Largest Proposed Supermarket Merger Faces Antitrust Allegations
The Federal Trade Commission (FTC) filed a lawsuit on Tuesday to block Kroger Company’s proposed $24.6 billion acquisition of Albertsons Companies, Inc., citing anti competitive concerns.
The FTC contends that the merger, if approved, would result in the elimination of robust competition between Kroger and Albertsons, leading to increased prices for groceries and essential household items. The commission argues that the diminished competition would also compromise product and service quality, limiting consumer choices in the grocery shopping landscape. Additionally, the acquisition poses a direct threat to the wages, benefits, and working conditions of thousands of grocery store workers, erasing aggressive competition for employees.
Henry Liu, Director of the FTC’s Bureau of Competition, expressed concerns about rising grocery costs and the potential adverse effects on essential grocery store workers. He stated, “Kroger’s acquisition of Albertsons would lead to additional grocery price hikes for everyday goods, further exacerbating the financial strain consumers across the country face today. Essential grocery store workers would also suffer under this deal, facing the threat of their wages dwindling, benefits diminishing, and their working conditions deteriorating.”
The FTC issued an administrative complaint and authorized a federal court lawsuit to halt the proposed acquisition during the commission’s administrative proceedings. A bipartisan group of nine state attorneys general has joined the FTC’s federal court complaint.
Kroger, operating thousands of stores across 36 states with regional banners such as Fred Meyer, Fry’s, Harris Teeter, King Soopers, Kroger, and Quality Food Centers (QFC), seeks to acquire Albertsons, which also operates thousands of stores across 35 states under regional names including Albertsons, Haggen, Jewel-Osco, Pavilions, Safeway, and Vons. If the merger proceeds, the combined entity would operate over 5,000 stores and approximately 4,000 retail pharmacies and employ nearly 700,000 individuals across 48 states.
Executives from both Kroger and Albertsons have acknowledged that the two companies are direct competitors, engaging in aggressive competition for customers and employees. The proposed merger has been acknowledged by executives from both supermarket chains as anti-competitive, with one executive candidly stating, “You are basically creating a monopoly in grocery with the merger.”
The FTC challenges the proposed divestiture offering by Kroger and Albertsons to alleviate antitrust concerns. The proposed divestitures involve transferring several hundred stores and select assets to C&S Wholesale Grocers. However, the FTC contends that the divestiture proposal is inadequate, lacking coherence and falling short of mitigating the lost competition between the two supermarket giants.
The commission argues that the proposed divestitures are not a standalone business and would present significant obstacles for C&S in creating a functional business that could effectively compete with the combined Kroger and Albertsons. Additionally, the proposal overlooks regional and local markets where both companies currently compete, and the assets offered for divestiture do not cover all the necessary elements for C&S to replicate the existing competitive landscape.
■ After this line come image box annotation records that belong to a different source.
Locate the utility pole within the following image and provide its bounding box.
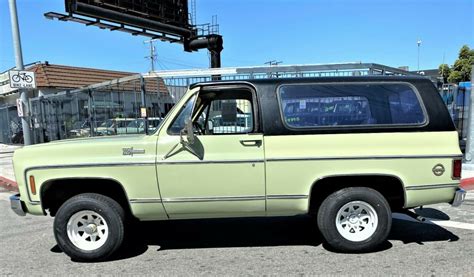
[463,65,474,164]
[8,0,31,145]
[143,39,156,72]
[416,39,421,73]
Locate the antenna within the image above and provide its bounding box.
[143,39,157,72]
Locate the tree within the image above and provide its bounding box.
[446,45,474,83]
[438,63,451,83]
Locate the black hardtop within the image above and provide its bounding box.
[190,75,432,88]
[191,75,456,135]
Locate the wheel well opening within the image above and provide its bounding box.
[309,175,405,214]
[40,178,132,216]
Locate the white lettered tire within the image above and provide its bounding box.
[54,193,125,261]
[317,187,392,252]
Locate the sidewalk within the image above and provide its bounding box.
[0,144,21,190]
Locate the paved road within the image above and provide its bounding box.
[0,188,474,276]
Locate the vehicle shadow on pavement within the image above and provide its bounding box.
[112,216,322,260]
[63,212,459,261]
[388,219,459,245]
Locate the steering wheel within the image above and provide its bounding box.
[193,122,204,135]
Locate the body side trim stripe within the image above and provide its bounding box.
[162,195,265,203]
[130,195,308,203]
[156,159,265,164]
[267,194,309,200]
[405,183,459,190]
[129,198,161,204]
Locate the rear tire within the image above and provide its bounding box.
[54,193,125,261]
[317,187,392,252]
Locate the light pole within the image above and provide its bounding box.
[8,0,31,145]
[416,39,421,73]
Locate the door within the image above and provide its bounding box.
[157,86,265,218]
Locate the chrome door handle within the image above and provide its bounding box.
[240,139,262,147]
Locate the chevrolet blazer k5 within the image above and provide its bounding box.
[11,76,465,261]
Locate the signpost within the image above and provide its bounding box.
[8,70,36,89]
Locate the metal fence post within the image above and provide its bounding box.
[9,0,31,145]
[140,76,148,135]
[465,65,474,163]
[87,89,94,137]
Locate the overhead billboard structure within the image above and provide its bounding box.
[44,0,223,67]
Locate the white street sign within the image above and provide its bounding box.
[9,70,36,89]
[16,99,24,117]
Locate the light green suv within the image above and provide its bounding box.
[11,76,465,261]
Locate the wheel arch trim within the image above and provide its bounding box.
[308,173,407,209]
[37,176,132,212]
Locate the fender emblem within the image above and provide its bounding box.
[122,147,145,157]
[433,164,445,176]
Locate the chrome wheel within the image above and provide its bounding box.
[336,201,378,241]
[67,210,109,251]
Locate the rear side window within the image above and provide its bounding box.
[278,83,427,128]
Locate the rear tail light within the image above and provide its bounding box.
[30,175,36,195]
[453,159,462,180]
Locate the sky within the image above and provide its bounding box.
[0,0,474,72]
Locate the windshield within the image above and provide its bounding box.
[127,119,144,128]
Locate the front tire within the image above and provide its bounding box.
[317,187,392,252]
[54,193,125,261]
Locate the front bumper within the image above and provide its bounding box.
[10,194,26,216]
[451,188,466,207]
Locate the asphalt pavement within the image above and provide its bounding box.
[0,188,474,276]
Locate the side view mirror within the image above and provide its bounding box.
[180,119,194,144]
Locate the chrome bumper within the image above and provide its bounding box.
[451,189,466,207]
[10,194,26,216]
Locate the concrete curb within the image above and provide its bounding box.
[0,176,18,192]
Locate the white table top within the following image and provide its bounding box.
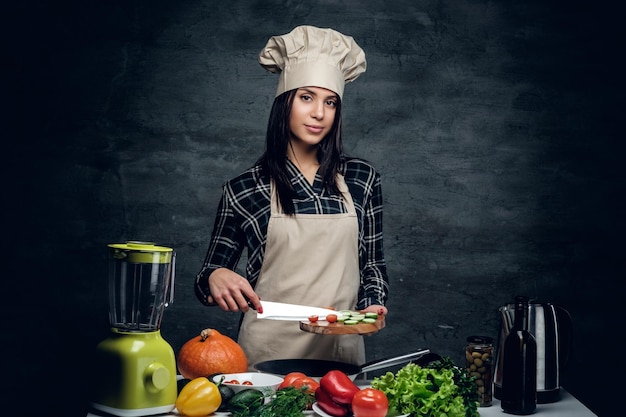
[478,389,595,417]
[87,389,596,417]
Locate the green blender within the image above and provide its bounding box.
[90,241,178,417]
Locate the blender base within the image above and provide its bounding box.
[91,328,178,417]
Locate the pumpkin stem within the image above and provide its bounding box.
[200,329,213,342]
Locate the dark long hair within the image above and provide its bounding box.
[259,90,345,214]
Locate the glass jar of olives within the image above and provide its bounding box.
[465,336,493,407]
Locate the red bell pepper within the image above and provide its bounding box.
[315,386,350,417]
[320,370,359,405]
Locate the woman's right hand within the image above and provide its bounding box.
[209,268,263,313]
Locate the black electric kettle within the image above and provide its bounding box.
[493,303,573,404]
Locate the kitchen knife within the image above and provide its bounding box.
[256,300,341,321]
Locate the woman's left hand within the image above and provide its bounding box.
[361,304,388,316]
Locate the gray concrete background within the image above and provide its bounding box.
[0,0,624,415]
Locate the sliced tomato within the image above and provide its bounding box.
[352,388,389,417]
[292,376,320,395]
Beyond concerns about grocery prices, the FTC alleges that Kroger’s acquisition of Albertsons would diminish the incentive for both companies to compete on product quality and customer service. The current competition between Kroger and Albertsons drives improvements in various aspects, including offering fresher produce, higher quality products, enhanced private label offerings, a broader array of in-store services, flexible store and pharmacy hours, and curbside pickup services.
The commission warns that the merger would eliminate head-to-head competition, resulting in increased grocery prices and reduced motivation for Kroger and Albertsons to enhance product quality and customer service.
The potential harm extends to the workforce, as Kroger and Albertsons are the two largest employers of union grocery labor in the United States. The combined entity would have increased leverage over workers and their unions, negatively impacting improvements to wages, benefits, and working conditions. The FTC contends that union grocery workers’ ability to negotiate better terms, especially during collective bargaining agreements, would be weakened.
The offices of the attorneys general of Arizona, California, the District of Columbia, Illinois, Maryland, Nevada, New Mexico, Oregon, and Wyoming are joining the FTC’s federal lawsuit.
The FTC’s administrative complaint initiates a proceeding where the allegations will be examined in a formal hearing before an administrative law judge. The commission works to promote competition, protect consumers, and educate the public about antitrust issues.